I went to Vice UK’s editor, Andy Capper, and explained the situation to him. I always go to him first with my ideas because he speaks some weird dialect I cannot understand and he also has a hard time understanding me; this lack of translation causes us to agree to things we don’t fully comprehend or would never consider otherwise just so we can get off the phone with each other. He requested I send an email of my pitch so he could show the others because “Aye cannah undahstained whut yay sane.” I don’t know what the fuck that means but I did hear “pitch” and “email.”
So I sent an email with a photo of a smiling Marisa that read, “This cute 21-year-old girl is a semipro skateboarder who has never been kissed or been on a date. I want to clean her up with a Vice makeover and get her laid. Are you in? Do you remember your first kiss? Well, let’s do this in the name of romance and goodwill! See that pretty smile of hers? Let’s put a dick in it!”
They agreed to it and two weeks later I was on a plane to LA to meet Marisa and have her get made over in Silver Lake.
When I met Marisa at the Beverly Laurel Motor Hotel she was not psyched. The reality of it all was setting in and she did not care for the idea of a makeover or for me.
“I don’t want to do this,” she said.
“It’s gonna be great,” I told her.
She tried to argue against getting dolled up, about wearing anything but her own, regular skate clothes, against makeup, against photos, and basically against everything I’d set up.
“Do you want me to buy you some beer and cigarettes?” I asked her. She said yes.
I thought it might calm her down.
It didn’t.
Marisa was super-bummed by each and every choice of attire, hairstyle, and bit of makeup.

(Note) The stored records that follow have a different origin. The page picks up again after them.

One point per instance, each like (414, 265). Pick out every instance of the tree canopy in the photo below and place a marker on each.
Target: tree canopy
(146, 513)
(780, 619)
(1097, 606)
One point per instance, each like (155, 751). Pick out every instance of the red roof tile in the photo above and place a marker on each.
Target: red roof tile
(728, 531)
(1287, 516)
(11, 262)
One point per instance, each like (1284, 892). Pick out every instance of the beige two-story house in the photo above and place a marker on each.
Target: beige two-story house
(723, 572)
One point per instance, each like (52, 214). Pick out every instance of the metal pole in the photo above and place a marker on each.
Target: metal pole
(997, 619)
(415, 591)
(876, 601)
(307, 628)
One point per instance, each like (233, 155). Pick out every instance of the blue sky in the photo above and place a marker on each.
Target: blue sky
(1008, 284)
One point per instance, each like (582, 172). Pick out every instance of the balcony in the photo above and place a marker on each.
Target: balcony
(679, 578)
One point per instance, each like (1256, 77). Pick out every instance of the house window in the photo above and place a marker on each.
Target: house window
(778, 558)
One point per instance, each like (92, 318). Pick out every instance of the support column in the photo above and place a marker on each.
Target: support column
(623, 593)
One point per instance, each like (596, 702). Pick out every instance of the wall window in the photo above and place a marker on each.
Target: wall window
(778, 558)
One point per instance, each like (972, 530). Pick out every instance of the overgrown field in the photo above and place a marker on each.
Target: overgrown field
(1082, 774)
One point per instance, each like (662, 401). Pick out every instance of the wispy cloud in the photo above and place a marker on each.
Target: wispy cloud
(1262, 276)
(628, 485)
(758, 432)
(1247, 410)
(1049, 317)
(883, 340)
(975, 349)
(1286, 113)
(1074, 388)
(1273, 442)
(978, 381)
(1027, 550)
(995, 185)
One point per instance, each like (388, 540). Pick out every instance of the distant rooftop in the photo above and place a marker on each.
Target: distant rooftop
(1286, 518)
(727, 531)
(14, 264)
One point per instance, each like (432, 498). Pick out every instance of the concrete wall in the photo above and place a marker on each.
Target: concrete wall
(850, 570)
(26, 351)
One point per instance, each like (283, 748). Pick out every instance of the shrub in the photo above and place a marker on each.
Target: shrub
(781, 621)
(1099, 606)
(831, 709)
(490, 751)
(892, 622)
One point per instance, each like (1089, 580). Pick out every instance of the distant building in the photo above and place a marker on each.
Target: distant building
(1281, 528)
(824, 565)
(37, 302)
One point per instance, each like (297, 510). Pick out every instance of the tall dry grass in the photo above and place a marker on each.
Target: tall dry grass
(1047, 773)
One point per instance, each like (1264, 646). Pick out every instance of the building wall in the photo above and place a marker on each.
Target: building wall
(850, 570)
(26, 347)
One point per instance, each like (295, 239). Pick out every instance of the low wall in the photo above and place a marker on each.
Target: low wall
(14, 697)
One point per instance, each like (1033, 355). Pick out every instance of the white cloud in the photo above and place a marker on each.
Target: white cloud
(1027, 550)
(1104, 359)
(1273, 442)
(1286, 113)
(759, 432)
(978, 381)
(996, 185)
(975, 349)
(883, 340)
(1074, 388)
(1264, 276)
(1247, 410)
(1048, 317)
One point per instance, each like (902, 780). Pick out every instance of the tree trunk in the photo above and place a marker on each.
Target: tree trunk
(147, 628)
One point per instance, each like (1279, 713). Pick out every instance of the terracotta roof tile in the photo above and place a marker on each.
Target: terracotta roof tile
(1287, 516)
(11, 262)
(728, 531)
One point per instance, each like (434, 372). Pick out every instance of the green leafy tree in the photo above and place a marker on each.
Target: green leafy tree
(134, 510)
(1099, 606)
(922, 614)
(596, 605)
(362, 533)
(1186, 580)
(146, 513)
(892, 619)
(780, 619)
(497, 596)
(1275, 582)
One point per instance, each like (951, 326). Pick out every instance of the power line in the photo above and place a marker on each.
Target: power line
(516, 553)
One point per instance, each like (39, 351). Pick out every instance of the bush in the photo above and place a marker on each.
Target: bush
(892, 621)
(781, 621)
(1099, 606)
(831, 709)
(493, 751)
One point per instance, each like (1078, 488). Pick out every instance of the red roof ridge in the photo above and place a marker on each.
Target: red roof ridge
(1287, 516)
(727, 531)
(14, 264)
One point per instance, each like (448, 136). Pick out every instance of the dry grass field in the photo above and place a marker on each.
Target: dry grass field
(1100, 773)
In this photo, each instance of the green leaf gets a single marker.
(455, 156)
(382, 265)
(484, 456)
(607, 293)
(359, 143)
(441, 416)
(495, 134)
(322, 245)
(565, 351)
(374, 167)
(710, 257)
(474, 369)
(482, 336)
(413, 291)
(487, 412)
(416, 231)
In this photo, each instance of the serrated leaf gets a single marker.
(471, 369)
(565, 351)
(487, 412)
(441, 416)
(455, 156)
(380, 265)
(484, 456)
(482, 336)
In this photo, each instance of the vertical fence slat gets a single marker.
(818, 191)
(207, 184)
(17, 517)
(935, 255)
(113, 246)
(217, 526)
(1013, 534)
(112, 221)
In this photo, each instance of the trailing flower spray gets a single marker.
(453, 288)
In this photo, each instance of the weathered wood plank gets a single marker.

The stylist and makeup gal were looking at me for answers with pained hearts. I dismissed everything. “She’s fine,” I said. “She’ll be fine. Proceed.”
And in the end she was fine. F-I-N-E, fine. Marisa cleaned up really good and by the last outfit she was looking like a young and sexy Gina Gershon. Had I not been married I would have L’d her.
Despite it all, I wanted more than anything to help Marisa experience some romance. A kiss, perhaps, if not some actual wang (my porn-star friend Joanna Angel offered to lend me her porn-star boyfriend, James Deen, to get the job done). Sadly, I swim in a seedy circle. Like I mentioned, my two worlds are sex and skateboarding. Most people in either of those worlds are less than desirable or classy. They are not the type of wolves you’d want a sweet little sheep like Marisa to date or kiss.
And so it is with great sadness that I must tell you that my mission was a complete failure (aside from giving Marisa a makeover that made her look stunning). I opted against subjecting her to an uncomfortable date, under the scrutiny of my camera and me. Instead she went on a nice, pleasant lunch date with a married man at his favorite Italian restaurant, Caffe Carrera on La Cienega (across from the LFP/old Big Brother building).
She had the spaghetti.
I had the penne.
I held her hand as I walked her back to my rental car.